Santorum's support on the HuffPost polling chart was already trending up, from 1 percent in late November to about 4 percent just before the Iowa caucuses.
Keep in mind that, when candidates gain support following the Iowa causes, those changes are typically not immediate, but rather develop over the course of the week. As political scientist John Sides reports, candidates who beat expectations in Iowa (and New Hampshire) often receive greater attention from the news media, and that greater attention moves the polling numbers.

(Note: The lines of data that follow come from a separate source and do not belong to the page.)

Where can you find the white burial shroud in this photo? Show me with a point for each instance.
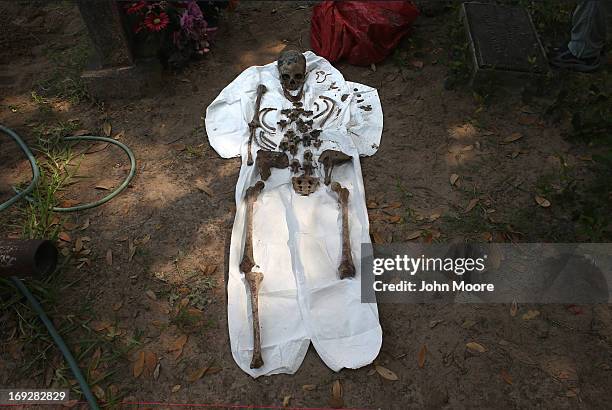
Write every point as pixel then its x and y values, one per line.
pixel 297 239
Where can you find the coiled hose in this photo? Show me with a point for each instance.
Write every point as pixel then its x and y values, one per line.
pixel 19 284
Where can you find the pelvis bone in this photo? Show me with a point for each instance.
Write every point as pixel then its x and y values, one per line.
pixel 267 160
pixel 330 158
pixel 306 184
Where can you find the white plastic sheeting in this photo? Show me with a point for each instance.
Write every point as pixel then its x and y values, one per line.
pixel 297 239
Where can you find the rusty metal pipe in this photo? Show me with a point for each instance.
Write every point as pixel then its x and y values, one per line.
pixel 33 257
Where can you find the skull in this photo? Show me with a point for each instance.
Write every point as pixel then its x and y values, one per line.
pixel 291 69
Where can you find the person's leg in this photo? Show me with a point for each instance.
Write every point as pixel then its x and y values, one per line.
pixel 589 29
pixel 583 53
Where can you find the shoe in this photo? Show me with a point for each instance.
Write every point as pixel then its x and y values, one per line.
pixel 563 58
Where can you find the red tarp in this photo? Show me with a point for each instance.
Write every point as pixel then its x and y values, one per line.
pixel 362 32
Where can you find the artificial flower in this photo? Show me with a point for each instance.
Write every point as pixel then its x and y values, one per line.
pixel 156 22
pixel 135 7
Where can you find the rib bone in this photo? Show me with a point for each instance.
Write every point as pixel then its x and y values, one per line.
pixel 346 268
pixel 254 124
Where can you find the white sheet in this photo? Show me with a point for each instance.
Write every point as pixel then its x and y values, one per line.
pixel 297 239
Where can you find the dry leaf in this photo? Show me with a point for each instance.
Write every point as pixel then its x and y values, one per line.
pixel 139 364
pixel 531 314
pixel 543 202
pixel 394 219
pixel 471 205
pixel 386 373
pixel 70 404
pixel 372 204
pixel 78 245
pixel 204 188
pixel 513 308
pixel 413 235
pixel 64 236
pixel 453 179
pixel 131 250
pixel 435 323
pixel 512 138
pixel 197 374
pixel 177 346
pixel 506 376
pixel 150 363
pixel 210 269
pixel 67 225
pixel 476 347
pixel 336 400
pixel 67 203
pixel 156 371
pixel 422 355
pixel 98 392
pixel 85 225
pixel 107 128
pixel 100 325
pixel 95 359
pixel 378 238
pixel 393 205
pixel 495 256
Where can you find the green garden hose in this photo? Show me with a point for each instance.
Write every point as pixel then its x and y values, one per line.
pixel 59 342
pixel 113 194
pixel 19 284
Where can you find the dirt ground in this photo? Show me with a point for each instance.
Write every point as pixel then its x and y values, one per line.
pixel 168 232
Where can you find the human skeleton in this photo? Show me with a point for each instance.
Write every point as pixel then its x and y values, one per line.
pixel 297 140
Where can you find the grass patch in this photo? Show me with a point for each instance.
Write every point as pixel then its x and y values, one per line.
pixel 64 81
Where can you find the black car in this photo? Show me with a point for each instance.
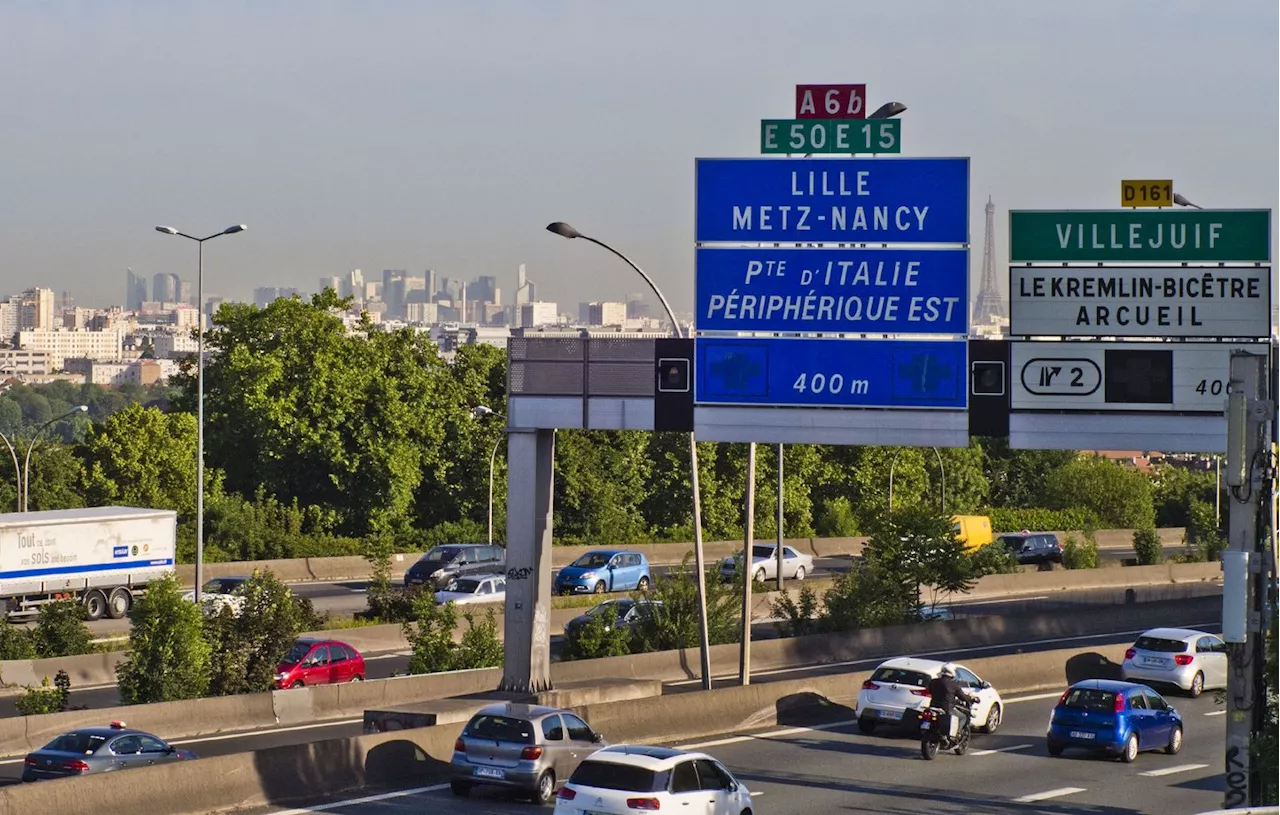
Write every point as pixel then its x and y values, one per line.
pixel 443 563
pixel 1033 548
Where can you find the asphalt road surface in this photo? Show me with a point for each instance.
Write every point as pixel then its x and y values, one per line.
pixel 828 768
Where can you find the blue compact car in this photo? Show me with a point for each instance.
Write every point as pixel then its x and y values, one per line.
pixel 1115 718
pixel 604 569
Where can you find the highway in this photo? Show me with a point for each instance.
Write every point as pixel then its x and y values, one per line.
pixel 827 768
pixel 224 743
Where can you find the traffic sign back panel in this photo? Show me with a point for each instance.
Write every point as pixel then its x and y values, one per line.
pixel 832 200
pixel 831 372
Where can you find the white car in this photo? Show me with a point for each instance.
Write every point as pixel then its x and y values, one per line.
pixel 1188 659
pixel 219 593
pixel 897 692
pixel 624 779
pixel 475 589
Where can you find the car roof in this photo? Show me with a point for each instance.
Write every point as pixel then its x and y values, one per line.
pixel 648 756
pixel 1175 633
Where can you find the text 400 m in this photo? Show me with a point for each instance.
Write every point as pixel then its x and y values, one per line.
pixel 833 384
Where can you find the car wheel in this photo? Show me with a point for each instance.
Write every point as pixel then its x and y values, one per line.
pixel 992 723
pixel 545 792
pixel 1130 749
pixel 1197 685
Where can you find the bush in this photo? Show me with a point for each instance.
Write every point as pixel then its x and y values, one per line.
pixel 1146 545
pixel 46 697
pixel 1079 554
pixel 168 656
pixel 60 630
pixel 1013 520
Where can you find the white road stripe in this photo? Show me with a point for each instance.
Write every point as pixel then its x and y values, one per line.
pixel 1010 749
pixel 1170 770
pixel 1051 793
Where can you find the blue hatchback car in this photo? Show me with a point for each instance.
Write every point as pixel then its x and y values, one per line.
pixel 1115 718
pixel 604 569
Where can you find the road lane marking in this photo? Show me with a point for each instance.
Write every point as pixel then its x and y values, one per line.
pixel 1170 770
pixel 1010 749
pixel 1051 793
pixel 383 796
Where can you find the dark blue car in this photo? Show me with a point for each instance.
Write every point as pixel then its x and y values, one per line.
pixel 1114 718
pixel 604 569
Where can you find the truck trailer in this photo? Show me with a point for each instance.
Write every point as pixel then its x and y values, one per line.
pixel 103 557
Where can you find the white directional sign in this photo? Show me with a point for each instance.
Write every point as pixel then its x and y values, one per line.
pixel 1121 376
pixel 1096 301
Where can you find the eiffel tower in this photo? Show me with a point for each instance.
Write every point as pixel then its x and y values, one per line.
pixel 990 305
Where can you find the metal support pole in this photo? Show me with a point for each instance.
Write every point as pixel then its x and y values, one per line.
pixel 778 550
pixel 744 663
pixel 1249 477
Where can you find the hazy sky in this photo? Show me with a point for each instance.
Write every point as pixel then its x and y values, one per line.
pixel 414 133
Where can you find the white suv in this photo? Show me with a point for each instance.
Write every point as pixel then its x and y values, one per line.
pixel 899 690
pixel 627 778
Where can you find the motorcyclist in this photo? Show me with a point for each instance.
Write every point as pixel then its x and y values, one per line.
pixel 944 692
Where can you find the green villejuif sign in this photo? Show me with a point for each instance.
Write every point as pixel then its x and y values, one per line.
pixel 1148 236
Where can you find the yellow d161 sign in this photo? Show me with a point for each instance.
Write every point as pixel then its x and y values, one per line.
pixel 1147 193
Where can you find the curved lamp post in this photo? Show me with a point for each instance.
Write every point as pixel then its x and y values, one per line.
pixel 565 230
pixel 26 468
pixel 200 392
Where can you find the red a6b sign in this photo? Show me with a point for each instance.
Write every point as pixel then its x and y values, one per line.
pixel 831 101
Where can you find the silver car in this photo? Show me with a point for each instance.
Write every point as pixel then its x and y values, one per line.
pixel 99 750
pixel 529 749
pixel 1188 659
pixel 764 563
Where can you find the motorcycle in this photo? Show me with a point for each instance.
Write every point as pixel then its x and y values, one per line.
pixel 932 736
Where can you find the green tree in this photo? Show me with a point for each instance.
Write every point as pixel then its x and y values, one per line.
pixel 1119 495
pixel 168 656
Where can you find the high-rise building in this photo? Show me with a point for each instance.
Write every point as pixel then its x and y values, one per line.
pixel 135 291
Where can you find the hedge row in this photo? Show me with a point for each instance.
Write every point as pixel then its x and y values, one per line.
pixel 1013 520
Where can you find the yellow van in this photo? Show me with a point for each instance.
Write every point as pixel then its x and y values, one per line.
pixel 973 531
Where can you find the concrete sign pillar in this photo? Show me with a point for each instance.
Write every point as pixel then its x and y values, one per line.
pixel 526 667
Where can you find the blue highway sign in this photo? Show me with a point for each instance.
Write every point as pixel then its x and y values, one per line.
pixel 832 200
pixel 833 291
pixel 832 372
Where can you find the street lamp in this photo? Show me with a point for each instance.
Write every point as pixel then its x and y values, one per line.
pixel 26 468
pixel 565 230
pixel 200 392
pixel 480 411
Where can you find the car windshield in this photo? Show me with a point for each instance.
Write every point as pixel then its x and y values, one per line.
pixel 501 728
pixel 1161 645
pixel 83 743
pixel 900 676
pixel 1091 699
pixel 622 777
pixel 296 653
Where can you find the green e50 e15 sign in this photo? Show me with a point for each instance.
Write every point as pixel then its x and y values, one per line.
pixel 1132 236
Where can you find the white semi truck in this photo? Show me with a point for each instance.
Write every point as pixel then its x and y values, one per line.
pixel 101 557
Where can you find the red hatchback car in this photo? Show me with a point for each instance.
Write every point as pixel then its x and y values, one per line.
pixel 319 662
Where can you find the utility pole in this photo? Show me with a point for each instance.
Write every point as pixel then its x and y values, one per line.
pixel 744 664
pixel 1251 480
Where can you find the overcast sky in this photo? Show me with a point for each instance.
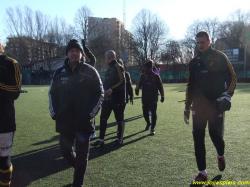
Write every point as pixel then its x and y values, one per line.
pixel 178 14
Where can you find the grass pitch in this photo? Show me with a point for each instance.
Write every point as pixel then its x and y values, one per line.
pixel 164 160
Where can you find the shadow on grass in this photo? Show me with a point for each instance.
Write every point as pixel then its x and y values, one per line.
pixel 37 164
pixel 209 183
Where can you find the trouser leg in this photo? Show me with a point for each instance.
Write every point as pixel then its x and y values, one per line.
pixel 145 109
pixel 105 113
pixel 199 126
pixel 6 169
pixel 153 108
pixel 81 159
pixel 119 115
pixel 216 131
pixel 66 142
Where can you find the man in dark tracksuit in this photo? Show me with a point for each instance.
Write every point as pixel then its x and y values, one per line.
pixel 114 86
pixel 91 60
pixel 150 83
pixel 129 88
pixel 211 84
pixel 76 94
pixel 10 86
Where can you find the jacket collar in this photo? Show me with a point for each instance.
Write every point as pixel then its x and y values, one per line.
pixel 113 62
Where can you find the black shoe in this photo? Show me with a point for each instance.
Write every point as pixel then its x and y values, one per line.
pixel 118 143
pixel 147 127
pixel 152 132
pixel 98 142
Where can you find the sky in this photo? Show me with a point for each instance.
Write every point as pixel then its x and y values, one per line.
pixel 178 14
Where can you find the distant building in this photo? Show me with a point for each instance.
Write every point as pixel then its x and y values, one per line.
pixel 27 50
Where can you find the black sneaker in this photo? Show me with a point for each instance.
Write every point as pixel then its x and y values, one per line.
pixel 152 132
pixel 118 143
pixel 147 127
pixel 221 163
pixel 96 143
pixel 200 178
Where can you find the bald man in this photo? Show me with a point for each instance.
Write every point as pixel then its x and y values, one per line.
pixel 114 86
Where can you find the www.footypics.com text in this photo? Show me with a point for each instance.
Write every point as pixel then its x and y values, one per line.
pixel 222 183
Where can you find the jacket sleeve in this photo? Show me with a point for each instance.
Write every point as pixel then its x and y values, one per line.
pixel 190 87
pixel 97 93
pixel 90 55
pixel 10 79
pixel 138 84
pixel 54 96
pixel 119 77
pixel 230 76
pixel 129 88
pixel 160 86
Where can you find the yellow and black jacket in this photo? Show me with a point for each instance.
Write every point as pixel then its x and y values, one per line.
pixel 210 75
pixel 75 97
pixel 150 84
pixel 115 79
pixel 10 86
pixel 129 88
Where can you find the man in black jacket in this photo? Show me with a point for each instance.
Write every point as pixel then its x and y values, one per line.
pixel 211 84
pixel 114 86
pixel 150 82
pixel 129 88
pixel 10 86
pixel 76 94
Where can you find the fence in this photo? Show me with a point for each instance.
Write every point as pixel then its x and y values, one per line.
pixel 38 77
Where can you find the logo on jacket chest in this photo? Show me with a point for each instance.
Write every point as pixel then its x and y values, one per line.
pixel 204 71
pixel 64 79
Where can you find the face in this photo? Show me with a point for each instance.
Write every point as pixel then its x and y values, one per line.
pixel 74 55
pixel 203 43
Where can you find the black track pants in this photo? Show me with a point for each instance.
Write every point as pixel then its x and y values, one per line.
pixel 146 107
pixel 215 119
pixel 79 161
pixel 107 108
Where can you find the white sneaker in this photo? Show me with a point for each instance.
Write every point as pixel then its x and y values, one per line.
pixel 93 135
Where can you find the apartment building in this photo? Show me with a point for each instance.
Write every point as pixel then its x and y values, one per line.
pixel 27 50
pixel 120 40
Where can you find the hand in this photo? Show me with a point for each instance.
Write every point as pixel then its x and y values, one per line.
pixel 225 103
pixel 186 116
pixel 107 93
pixel 137 92
pixel 162 99
pixel 54 117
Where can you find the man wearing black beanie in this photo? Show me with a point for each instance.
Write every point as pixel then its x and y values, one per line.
pixel 75 97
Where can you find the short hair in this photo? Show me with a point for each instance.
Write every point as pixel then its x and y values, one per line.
pixel 203 33
pixel 1 47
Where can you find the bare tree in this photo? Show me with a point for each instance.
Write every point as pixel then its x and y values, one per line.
pixel 149 33
pixel 232 30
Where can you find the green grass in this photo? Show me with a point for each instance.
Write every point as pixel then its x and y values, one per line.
pixel 166 159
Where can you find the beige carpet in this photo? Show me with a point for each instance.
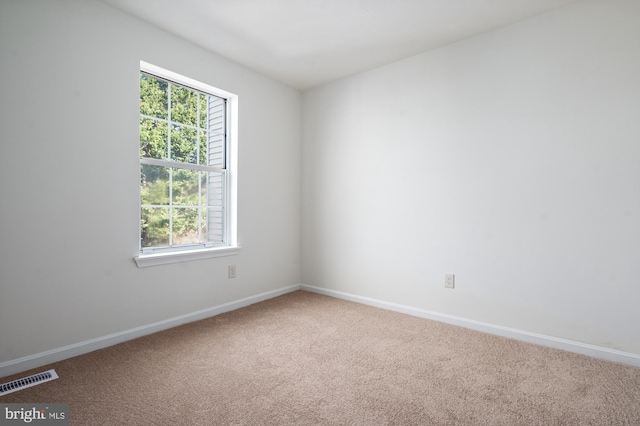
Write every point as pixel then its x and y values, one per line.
pixel 307 359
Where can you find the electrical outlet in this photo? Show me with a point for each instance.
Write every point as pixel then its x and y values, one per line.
pixel 449 280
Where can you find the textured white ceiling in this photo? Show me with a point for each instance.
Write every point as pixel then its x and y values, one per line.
pixel 305 43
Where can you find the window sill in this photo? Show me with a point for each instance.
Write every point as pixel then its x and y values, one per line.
pixel 155 259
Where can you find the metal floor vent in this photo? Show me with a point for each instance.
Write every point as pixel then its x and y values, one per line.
pixel 27 382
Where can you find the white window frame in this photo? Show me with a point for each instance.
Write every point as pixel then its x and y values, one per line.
pixel 175 254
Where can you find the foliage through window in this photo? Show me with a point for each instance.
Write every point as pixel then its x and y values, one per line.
pixel 183 170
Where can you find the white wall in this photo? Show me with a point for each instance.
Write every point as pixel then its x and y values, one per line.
pixel 69 173
pixel 511 159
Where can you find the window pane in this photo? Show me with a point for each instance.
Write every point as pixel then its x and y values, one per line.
pixel 184 105
pixel 203 110
pixel 203 156
pixel 154 185
pixel 153 138
pixel 153 96
pixel 215 186
pixel 185 226
pixel 185 191
pixel 215 225
pixel 184 144
pixel 154 226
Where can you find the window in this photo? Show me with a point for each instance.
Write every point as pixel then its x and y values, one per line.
pixel 187 195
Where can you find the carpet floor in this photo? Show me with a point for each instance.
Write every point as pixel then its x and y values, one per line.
pixel 308 359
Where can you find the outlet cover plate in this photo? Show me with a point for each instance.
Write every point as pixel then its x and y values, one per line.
pixel 449 281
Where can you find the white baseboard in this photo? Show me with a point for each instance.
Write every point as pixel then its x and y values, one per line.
pixel 38 360
pixel 539 339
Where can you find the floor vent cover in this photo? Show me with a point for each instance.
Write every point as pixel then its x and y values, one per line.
pixel 27 382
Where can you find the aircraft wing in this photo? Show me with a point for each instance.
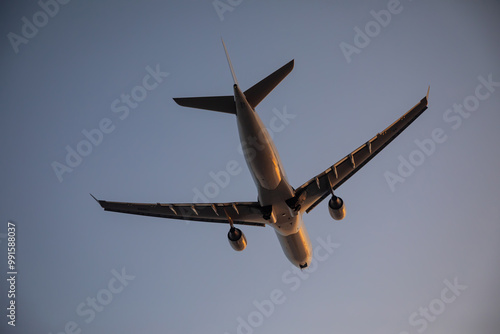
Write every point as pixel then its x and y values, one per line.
pixel 319 187
pixel 243 213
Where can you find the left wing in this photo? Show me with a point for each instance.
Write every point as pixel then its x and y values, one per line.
pixel 319 187
pixel 243 213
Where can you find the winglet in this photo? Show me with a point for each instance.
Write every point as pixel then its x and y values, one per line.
pixel 230 65
pixel 98 201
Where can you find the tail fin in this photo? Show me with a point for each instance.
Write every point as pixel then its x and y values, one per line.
pixel 260 90
pixel 230 65
pixel 254 94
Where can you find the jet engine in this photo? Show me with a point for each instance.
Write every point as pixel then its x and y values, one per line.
pixel 237 239
pixel 336 208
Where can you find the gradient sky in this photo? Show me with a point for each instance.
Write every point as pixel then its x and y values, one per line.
pixel 397 249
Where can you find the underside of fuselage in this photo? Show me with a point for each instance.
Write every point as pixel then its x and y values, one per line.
pixel 270 179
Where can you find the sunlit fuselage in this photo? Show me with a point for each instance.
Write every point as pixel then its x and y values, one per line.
pixel 270 179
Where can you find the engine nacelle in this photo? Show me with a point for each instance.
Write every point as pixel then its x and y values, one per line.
pixel 336 208
pixel 237 239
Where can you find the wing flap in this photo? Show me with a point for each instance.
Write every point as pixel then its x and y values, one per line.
pixel 320 186
pixel 243 213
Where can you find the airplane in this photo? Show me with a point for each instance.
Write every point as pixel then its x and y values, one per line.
pixel 279 205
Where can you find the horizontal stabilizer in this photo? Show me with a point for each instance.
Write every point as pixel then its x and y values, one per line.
pixel 215 103
pixel 260 90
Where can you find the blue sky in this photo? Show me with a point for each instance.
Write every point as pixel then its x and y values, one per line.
pixel 413 256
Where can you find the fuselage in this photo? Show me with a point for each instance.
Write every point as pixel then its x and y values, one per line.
pixel 272 185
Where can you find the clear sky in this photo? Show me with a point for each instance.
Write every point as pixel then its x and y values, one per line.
pixel 418 250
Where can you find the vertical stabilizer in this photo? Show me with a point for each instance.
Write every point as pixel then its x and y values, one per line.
pixel 230 65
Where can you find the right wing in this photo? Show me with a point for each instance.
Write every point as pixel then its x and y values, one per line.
pixel 319 187
pixel 243 213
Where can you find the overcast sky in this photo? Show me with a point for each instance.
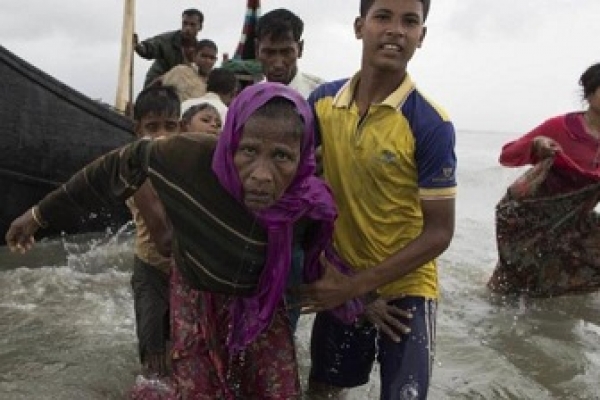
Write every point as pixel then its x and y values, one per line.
pixel 494 65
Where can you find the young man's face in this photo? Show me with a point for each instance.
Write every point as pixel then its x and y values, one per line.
pixel 205 59
pixel 391 32
pixel 279 57
pixel 190 26
pixel 154 126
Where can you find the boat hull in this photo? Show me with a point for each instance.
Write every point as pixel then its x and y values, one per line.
pixel 48 132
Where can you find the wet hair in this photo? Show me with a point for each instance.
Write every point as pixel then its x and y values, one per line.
pixel 221 81
pixel 365 6
pixel 157 100
pixel 189 42
pixel 278 24
pixel 206 44
pixel 191 12
pixel 189 114
pixel 590 80
pixel 282 108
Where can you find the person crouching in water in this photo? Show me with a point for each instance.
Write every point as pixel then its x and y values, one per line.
pixel 233 202
pixel 203 118
pixel 155 113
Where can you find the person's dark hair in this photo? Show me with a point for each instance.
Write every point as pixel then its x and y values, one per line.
pixel 221 81
pixel 365 6
pixel 278 24
pixel 281 108
pixel 189 114
pixel 206 43
pixel 189 42
pixel 190 12
pixel 157 100
pixel 590 80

History suggests that Santorum, not Romney, stands to gain the most from the Iowa results, although a bump large enough to overtake Romney seems unlikely. So far, only Michele Bachmann has exited the race, and her support in New Hampshire has been at roughly 3 percent since October. Newt Gingrich and Rick Perry remain active candidates, although Gingrich has publicly praised Santorum, and Perry apparently plans to focus more on South Carolina than New Hampshire. But even if every Bachmann, Perry and Gingrich supporter switched to Santorum, his support in the Granite State would only total roughly 20 percent.
The New Hampshire primary has a history of dramatic shifts to candidates who beat expectations in the Iowa caucuses. In 1984, Gary Hart's distant but surprising second place finish behind Walter Mondale in Iowa helped him jump from 2 percent on a Gallup poll conducted just before Iowa to 37 percent of the vote and a 10-point victory a week later. In 2004, John Kerry's surprise win in Iowa helped him surge from 24 to 37 percent in polling conducted by the University of New Hampshire in the week between Iowa and the New Hampshire primary (Kerry won with 38 percent of the vote).
But in both examples, the political environment was primed for the surges by Hart and Kerry. Mondale had been pummeled by negative advertising (run by a third candidate, John Glenn) in the weeks before Hart's Iowa surprise. As a Massachusetts senator, Kerry was well known in neighboring New Hampshire and had previously led in polls there before Howard Dean's temporary surge.
This year, Romney is the regional favorite and has not been the subject of the sort of attacks that hurt Mondale in 1984, or for that matter, Romney in 2008. Moreover, as the Washington Post's Scott Clement reports, New Hampshire voters are more moderate than those in Iowa, and those who identify as conservative like Romney better.
That moderate streak is one reason why, four years ago, Mike Huckabee saw only a modest bump in his New Hampshire support following his victory in the Iowa caucuses. The big beneficiary of declines by relatively moderate candidates like Romney and Rudy Giuliani was John McCain, who surged to victory in the final weeks.
Of course, those following the New Hampshire polls this week should remember Barack Obama's dramatic surge four years ago following his surprise Iowa victory. Obama's support did increase -- his 36 percent of the vote was close to the final polling averages and represented a significant gain over his New Hampshire support a week earlier -- but polls significantly understated support for Hillary Clinton (who won with 39 percent).
The result was one of the best known polling miscues in recent history and fair warning to be cautious about assuming too much about what the polls tell us this week.